Background: Within the health care reform environment, quality improvement is considered a means of reducing health care costs by improving efficiencies, as well as health outcomes. Increasingly, sexual and reproductive health programs are making quality of care a top priority. Programs and providers are finding more and better ways to satisfy clients' needs and raise the quality of services while using resources more efficiently.
Objectives: To describe the implementation of an evidence-based quality improvement system in family planning clinics in PHS Region VIII, and how the system can be adapted to any sexual and reproductive health clinical setting.
Project Description: With an emphasis on client-oriented services, the core focus of SRQIS is building capacity to assess and improve quality of care.
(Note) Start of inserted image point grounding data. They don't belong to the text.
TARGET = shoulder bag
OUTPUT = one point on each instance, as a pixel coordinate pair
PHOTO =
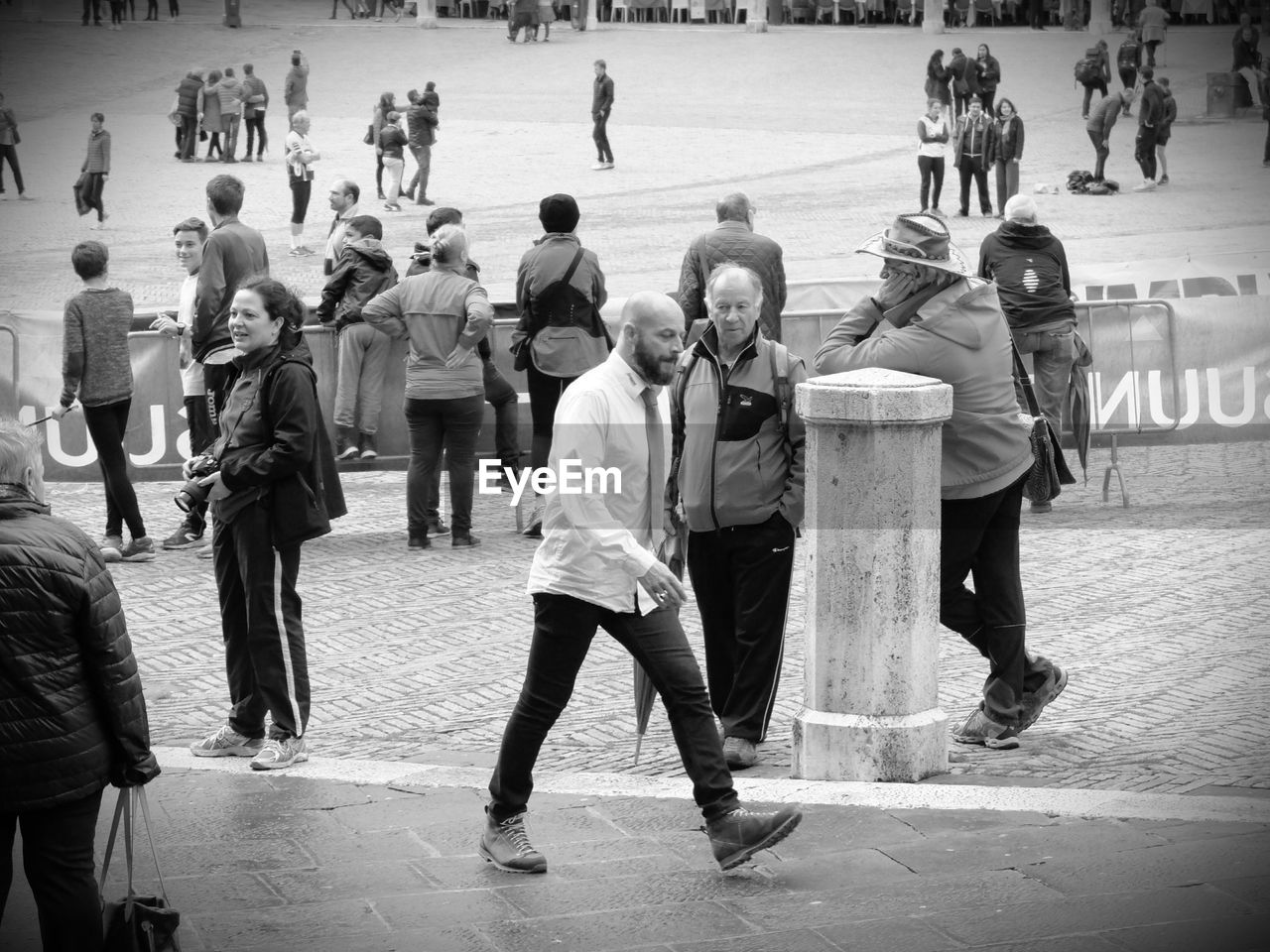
(1049, 472)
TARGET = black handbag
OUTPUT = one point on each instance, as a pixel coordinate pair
(1049, 472)
(137, 923)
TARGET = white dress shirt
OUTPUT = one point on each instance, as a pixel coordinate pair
(597, 544)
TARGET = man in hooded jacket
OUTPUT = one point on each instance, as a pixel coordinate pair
(933, 318)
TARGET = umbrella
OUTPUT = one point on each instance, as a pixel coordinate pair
(1079, 402)
(671, 552)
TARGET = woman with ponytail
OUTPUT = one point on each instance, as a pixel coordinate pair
(272, 484)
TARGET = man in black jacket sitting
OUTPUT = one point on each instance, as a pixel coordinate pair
(72, 716)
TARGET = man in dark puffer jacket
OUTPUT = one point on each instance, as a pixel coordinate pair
(734, 240)
(72, 716)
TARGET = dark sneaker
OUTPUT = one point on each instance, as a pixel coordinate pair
(226, 742)
(735, 837)
(280, 754)
(739, 753)
(1035, 702)
(507, 846)
(185, 537)
(139, 549)
(980, 729)
(111, 547)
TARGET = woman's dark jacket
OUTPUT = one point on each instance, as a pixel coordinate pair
(273, 448)
(72, 716)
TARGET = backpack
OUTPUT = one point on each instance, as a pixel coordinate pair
(571, 336)
(1087, 67)
(780, 365)
(1127, 56)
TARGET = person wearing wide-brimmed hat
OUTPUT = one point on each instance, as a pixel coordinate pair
(930, 316)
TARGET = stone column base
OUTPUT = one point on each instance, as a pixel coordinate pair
(907, 748)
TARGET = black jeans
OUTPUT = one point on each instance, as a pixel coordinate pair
(563, 630)
(740, 578)
(973, 168)
(58, 858)
(264, 639)
(933, 169)
(1101, 151)
(105, 428)
(1144, 151)
(545, 394)
(453, 426)
(980, 537)
(91, 191)
(601, 135)
(9, 154)
(255, 128)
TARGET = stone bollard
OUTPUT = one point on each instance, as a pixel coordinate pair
(870, 684)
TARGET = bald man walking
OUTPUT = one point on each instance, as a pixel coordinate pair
(595, 569)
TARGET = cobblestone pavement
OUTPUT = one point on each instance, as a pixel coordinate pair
(1160, 612)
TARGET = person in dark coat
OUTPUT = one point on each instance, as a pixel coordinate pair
(72, 714)
(275, 486)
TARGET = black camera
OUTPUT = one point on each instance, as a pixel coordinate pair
(193, 494)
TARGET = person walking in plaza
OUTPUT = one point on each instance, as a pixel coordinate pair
(9, 140)
(988, 77)
(970, 158)
(1101, 121)
(391, 150)
(230, 91)
(595, 569)
(1128, 61)
(255, 100)
(190, 236)
(231, 254)
(300, 157)
(1151, 112)
(275, 486)
(190, 93)
(379, 116)
(95, 171)
(601, 105)
(938, 79)
(444, 313)
(1034, 286)
(933, 318)
(295, 87)
(734, 240)
(1166, 130)
(1153, 21)
(1005, 150)
(739, 477)
(73, 712)
(1096, 66)
(559, 293)
(933, 137)
(422, 119)
(344, 195)
(96, 371)
(209, 114)
(365, 271)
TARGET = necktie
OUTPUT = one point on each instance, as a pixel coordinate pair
(656, 460)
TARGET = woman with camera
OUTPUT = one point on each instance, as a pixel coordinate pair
(444, 313)
(272, 484)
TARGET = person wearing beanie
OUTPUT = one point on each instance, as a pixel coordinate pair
(561, 335)
(1029, 266)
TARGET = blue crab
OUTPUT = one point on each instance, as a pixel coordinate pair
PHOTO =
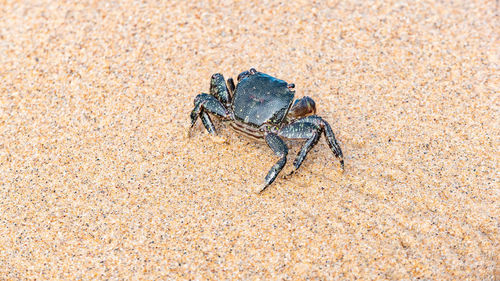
(262, 107)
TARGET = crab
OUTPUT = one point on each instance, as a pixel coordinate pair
(262, 107)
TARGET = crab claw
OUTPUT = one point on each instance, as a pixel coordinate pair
(218, 139)
(187, 131)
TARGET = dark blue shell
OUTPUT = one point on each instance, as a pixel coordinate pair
(260, 99)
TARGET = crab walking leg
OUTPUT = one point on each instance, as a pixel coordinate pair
(204, 103)
(301, 130)
(281, 150)
(310, 128)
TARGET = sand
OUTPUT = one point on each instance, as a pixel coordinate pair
(98, 182)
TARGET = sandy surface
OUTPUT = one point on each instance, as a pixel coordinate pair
(98, 181)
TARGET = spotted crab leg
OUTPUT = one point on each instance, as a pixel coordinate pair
(310, 128)
(279, 148)
(203, 104)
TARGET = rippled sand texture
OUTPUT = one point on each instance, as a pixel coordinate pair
(98, 181)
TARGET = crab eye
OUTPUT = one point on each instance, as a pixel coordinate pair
(242, 75)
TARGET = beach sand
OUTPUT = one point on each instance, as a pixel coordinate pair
(97, 179)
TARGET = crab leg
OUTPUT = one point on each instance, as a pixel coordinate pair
(204, 103)
(310, 128)
(280, 149)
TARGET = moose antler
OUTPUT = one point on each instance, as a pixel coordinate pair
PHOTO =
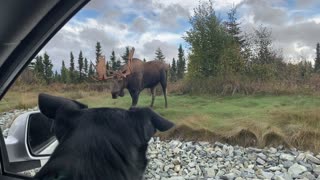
(102, 70)
(128, 70)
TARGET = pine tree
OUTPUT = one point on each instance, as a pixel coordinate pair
(85, 68)
(56, 76)
(173, 71)
(91, 70)
(181, 63)
(98, 51)
(47, 65)
(125, 55)
(64, 73)
(317, 60)
(118, 64)
(159, 55)
(80, 66)
(233, 27)
(38, 67)
(72, 69)
(113, 60)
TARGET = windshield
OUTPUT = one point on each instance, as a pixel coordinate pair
(238, 78)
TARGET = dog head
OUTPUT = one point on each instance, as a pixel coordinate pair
(98, 143)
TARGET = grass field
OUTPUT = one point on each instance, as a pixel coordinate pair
(293, 121)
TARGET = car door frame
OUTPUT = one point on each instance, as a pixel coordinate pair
(22, 55)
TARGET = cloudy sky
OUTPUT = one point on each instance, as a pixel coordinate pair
(149, 24)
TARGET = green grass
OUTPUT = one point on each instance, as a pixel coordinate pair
(221, 113)
(293, 120)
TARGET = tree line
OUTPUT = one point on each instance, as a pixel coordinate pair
(82, 70)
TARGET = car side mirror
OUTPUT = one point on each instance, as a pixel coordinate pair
(30, 141)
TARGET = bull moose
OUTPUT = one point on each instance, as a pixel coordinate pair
(135, 76)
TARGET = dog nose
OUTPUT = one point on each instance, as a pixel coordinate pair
(114, 96)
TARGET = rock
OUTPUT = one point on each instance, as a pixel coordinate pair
(316, 170)
(296, 170)
(210, 172)
(279, 178)
(229, 176)
(175, 178)
(286, 157)
(272, 150)
(192, 164)
(300, 157)
(308, 175)
(177, 168)
(313, 159)
(275, 168)
(260, 161)
(262, 156)
(287, 164)
(220, 173)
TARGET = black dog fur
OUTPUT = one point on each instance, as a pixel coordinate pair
(98, 143)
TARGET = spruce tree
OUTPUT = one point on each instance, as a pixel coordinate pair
(118, 64)
(233, 27)
(181, 63)
(173, 71)
(47, 65)
(98, 51)
(80, 66)
(159, 55)
(125, 55)
(91, 70)
(317, 60)
(72, 69)
(113, 60)
(85, 68)
(64, 73)
(38, 67)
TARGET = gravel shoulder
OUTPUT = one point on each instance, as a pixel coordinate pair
(178, 160)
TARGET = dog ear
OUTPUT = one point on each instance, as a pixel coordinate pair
(151, 121)
(49, 105)
(63, 111)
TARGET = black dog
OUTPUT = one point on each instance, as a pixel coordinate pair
(98, 143)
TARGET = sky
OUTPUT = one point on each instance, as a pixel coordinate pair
(151, 24)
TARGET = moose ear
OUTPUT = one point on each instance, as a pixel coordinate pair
(49, 105)
(151, 121)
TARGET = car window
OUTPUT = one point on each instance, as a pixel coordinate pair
(240, 79)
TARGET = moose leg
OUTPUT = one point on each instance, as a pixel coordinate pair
(135, 97)
(164, 90)
(153, 95)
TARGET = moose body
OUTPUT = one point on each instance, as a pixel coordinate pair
(142, 75)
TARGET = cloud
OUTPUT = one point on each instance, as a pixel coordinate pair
(150, 24)
(306, 3)
(293, 30)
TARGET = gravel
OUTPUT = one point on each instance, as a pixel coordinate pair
(178, 160)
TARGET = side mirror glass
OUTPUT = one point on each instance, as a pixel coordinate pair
(30, 141)
(40, 135)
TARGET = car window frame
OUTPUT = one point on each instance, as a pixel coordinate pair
(23, 54)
Performance measurement and quality improvement data are collected via three audit instruments designed to measure specific quality indicators related to service delivery. Its innovation lies in the system’s ability to address both Quality Improvement (process indicators and outcomes) and Quality Assurance (documentation of non-outcome chart information).
Findings: The quality of care indicators of the framework are interrelated. Their quality is often determined by common environmental factors such as program policies, operations management, and resource limitations. They represent points of intervention: services can be expanded and updated, and staffs’ counseling skills can be improved. However, when all the elements of the system are working well, impacts, such as clients making informed decisions and engaging in safer sexual behaviors, can be achieved.
Conclusions: The SRQIS reflects the principles of Continuous Quality Improvement in which the tools, sampling, and data collection methods are adapted and improved to better assist clinics in assessing their performance.
Implications for Programs, Policy, and Research: SRQIS allows clinics to: measure quality improvement; monitor and document achievements; evaluate program effectiveness and impact; track progress toward an established goal; and use objective data to support program implementation and policy development.